Manajer PSIM Yogyakarta, Razzi Taruna, mengungkapkan bahwa kepergian Kasim Botan merupakan hasil dari komunikasi dan kesepakatan yang baik antar kedua klub.
“Keputusan ini diambil setelah melalui pertimbangan matang dan komunikasi yang intens dengan manajemen Semen Padang. Kami berharap Kasim dapat mengembangkan potensinya bersama Semen Padang,” ujar Razzi Taruna.
Kasim Botan sendiri sudah bermain di PSIM Yogyakarta sejak musim 2023 lalu. Pemain yang dikenal dengan kecepatan dan kemampuan mengolah bola dengan kaki kirinya ini memberikan kontribusi positif untuk tim. Dia menorehkan beberapa gol dan assist dalam beberapa pertandingan Liga 2.
Manager PSIM menambahkan bahwa dengan kepergian Kasim Botan, klub akan menggencarkan pembenahan tim dan mencari pengganti yang sesuai di jendela transfer berikutnya. “Kami tetap fokus untuk meraih target utama di sisa musim ini,” tegasnya.

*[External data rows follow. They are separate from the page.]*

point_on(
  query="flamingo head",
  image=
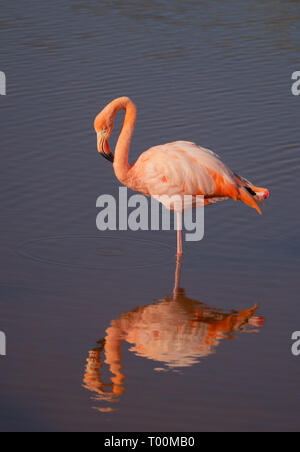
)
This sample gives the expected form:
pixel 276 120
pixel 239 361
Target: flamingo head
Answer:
pixel 103 128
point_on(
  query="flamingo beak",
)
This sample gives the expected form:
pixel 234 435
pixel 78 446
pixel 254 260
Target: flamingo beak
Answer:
pixel 104 148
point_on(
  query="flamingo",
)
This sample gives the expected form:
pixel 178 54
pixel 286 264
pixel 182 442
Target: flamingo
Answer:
pixel 179 169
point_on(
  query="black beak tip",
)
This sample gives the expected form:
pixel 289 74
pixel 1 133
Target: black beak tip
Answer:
pixel 108 157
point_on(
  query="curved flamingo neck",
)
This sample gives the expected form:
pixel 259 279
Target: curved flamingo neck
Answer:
pixel 121 164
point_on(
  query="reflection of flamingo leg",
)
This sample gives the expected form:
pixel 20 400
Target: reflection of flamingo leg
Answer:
pixel 177 277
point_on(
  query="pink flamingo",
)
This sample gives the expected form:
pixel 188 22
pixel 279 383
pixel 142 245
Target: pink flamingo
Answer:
pixel 174 169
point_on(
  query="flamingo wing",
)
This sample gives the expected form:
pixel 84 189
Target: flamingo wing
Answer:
pixel 183 168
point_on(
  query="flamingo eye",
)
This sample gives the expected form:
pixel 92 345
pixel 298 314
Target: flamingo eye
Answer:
pixel 104 132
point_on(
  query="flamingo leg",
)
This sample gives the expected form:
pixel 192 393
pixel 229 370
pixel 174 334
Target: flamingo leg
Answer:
pixel 179 235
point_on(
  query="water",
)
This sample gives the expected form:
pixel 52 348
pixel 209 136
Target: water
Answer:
pixel 97 337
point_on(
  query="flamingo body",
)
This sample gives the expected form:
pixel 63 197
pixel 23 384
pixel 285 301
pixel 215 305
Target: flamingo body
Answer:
pixel 175 169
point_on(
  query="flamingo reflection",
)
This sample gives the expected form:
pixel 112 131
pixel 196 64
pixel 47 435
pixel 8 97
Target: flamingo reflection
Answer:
pixel 175 332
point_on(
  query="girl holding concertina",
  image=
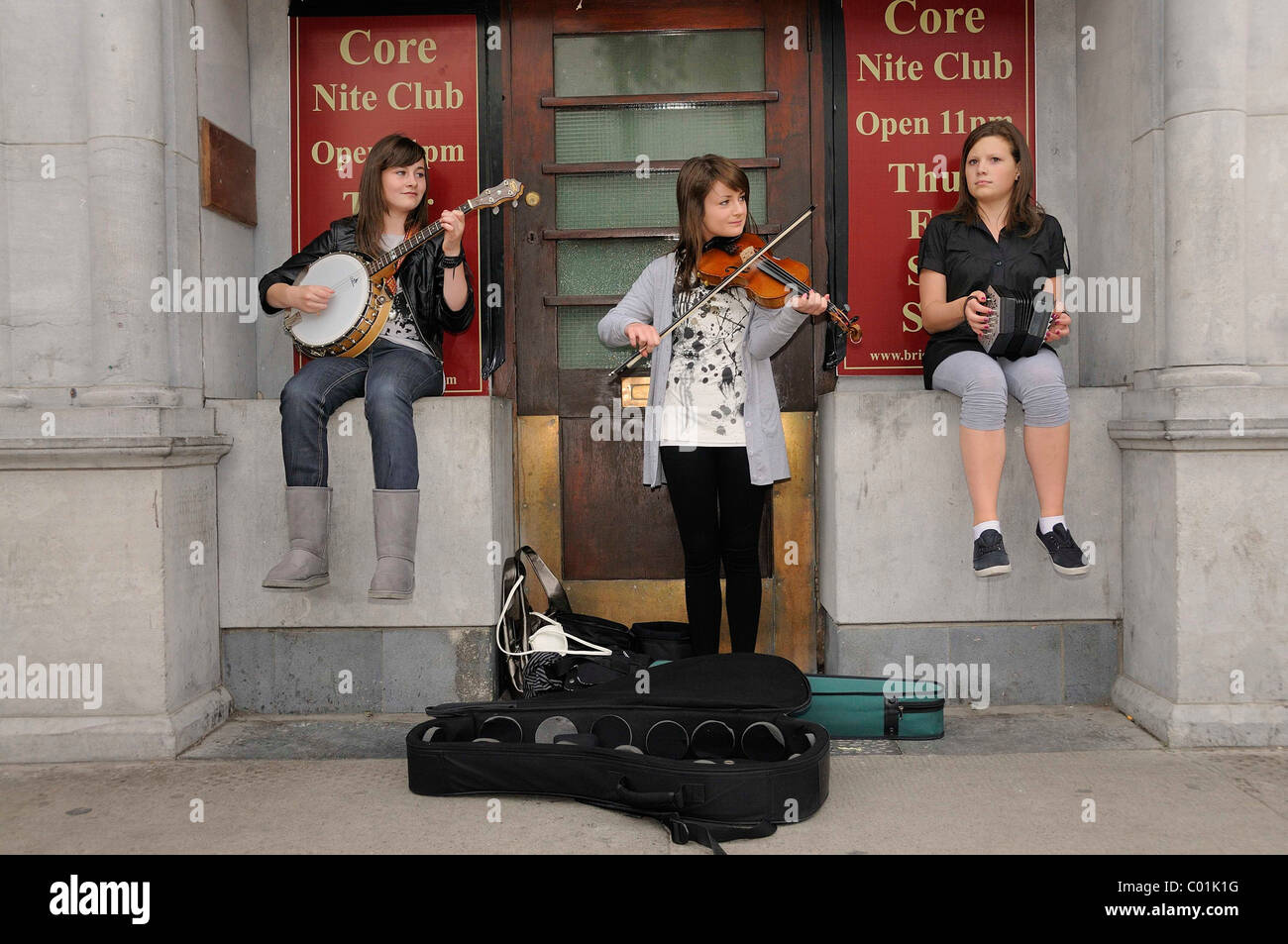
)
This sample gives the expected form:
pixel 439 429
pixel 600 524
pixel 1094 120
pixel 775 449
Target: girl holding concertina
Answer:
pixel 999 235
pixel 403 365
pixel 712 429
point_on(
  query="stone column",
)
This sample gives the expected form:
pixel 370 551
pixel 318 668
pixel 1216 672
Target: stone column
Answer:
pixel 108 557
pixel 1205 437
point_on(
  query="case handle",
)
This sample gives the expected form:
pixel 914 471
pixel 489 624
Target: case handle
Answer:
pixel 660 801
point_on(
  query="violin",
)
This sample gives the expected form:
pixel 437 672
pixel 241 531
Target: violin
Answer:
pixel 771 281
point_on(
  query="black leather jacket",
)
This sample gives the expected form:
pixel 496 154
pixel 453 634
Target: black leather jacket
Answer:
pixel 420 278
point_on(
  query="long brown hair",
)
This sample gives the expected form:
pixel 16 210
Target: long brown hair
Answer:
pixel 1022 209
pixel 391 151
pixel 696 179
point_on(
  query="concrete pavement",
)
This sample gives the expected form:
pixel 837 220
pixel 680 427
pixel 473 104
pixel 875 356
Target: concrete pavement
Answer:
pixel 1013 780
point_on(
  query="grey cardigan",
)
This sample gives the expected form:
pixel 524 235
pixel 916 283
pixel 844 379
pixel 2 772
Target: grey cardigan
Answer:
pixel 649 300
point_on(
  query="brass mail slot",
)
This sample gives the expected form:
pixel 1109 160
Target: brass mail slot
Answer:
pixel 635 391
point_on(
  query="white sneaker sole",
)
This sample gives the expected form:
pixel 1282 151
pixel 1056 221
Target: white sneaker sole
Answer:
pixel 1070 570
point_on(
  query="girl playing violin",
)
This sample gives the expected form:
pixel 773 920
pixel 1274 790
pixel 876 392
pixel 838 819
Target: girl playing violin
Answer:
pixel 712 429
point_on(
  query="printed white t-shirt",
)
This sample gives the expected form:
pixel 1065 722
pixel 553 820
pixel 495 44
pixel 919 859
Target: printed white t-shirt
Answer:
pixel 399 326
pixel 706 386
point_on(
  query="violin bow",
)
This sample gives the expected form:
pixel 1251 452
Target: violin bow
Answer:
pixel 699 303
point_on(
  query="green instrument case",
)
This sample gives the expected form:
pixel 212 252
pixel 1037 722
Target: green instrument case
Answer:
pixel 855 706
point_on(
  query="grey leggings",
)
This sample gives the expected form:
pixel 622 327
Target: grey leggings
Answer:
pixel 983 384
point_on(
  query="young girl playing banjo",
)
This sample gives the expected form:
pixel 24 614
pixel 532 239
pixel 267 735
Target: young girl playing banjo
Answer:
pixel 403 365
pixel 713 433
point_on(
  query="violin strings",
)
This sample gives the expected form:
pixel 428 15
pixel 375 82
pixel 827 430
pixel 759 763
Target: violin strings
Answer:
pixel 781 274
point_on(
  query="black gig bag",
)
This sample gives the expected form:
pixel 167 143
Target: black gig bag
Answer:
pixel 716 751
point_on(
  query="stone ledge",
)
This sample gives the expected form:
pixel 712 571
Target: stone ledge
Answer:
pixel 1067 662
pixel 1189 724
pixel 112 452
pixel 1189 436
pixel 112 738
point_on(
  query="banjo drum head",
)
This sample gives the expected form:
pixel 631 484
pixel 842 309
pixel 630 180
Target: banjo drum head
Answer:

Sebuah Langkah Baru untuk Karyawan Pilihan
Berry Anggriawan, selaku pelatih kepala Semen Padang, menyambut baik kedatangan Kasim Botan. Dia percaya bahwa Kasim Botan akan menjadi aset berharga bagi tim.
“Kedatangan Kasim Botan tentu akan menambah kekuatan tim Semen Padang. Kecepatan dan kreativitasnya akan menjadi senjata baru bagi kami,” ungkap Berry.
“Kami akan berupaya untuk membimbing dan mengembangkan potensi Kasim agar dapat memberikan yang terbaik untuk Semen Padang,” tambah Berry.
Meskipun kepergian Kasim Botan tentu akan menimbulkan kesan kehilangan bagi fans PSIM, manajemen klub optimis dapat mendapati pemain yang sesuai untuk menggantikan peran Kasim di musim depan.
Membuka Perspektif Baru dalam Liga 2
Perpindahan Kasim Botan dari PSIM ke Semen Padang merupakan bukti nyata bahwa Liga 2 Indonesia bukanlah liga yang sebatas untuk membangun karir, tetapi juga platform untuk melesat ke liga-liga lebih tinggi.
Tentunya, transfer ini membuka peluang bagi pemain muda Liga 2 untuk terus berkembang dan berkiprah di Liga 1.
Momen pergantian pemain memang selalu membawa tantangan dan peluang bagi klub dan para pemain. Kendati demikian, bagaimana PSIM dan Semen Padang akan menghadapi dinamika baru ini menjadi sorotan di sisa musim Liga 2 2025/2026.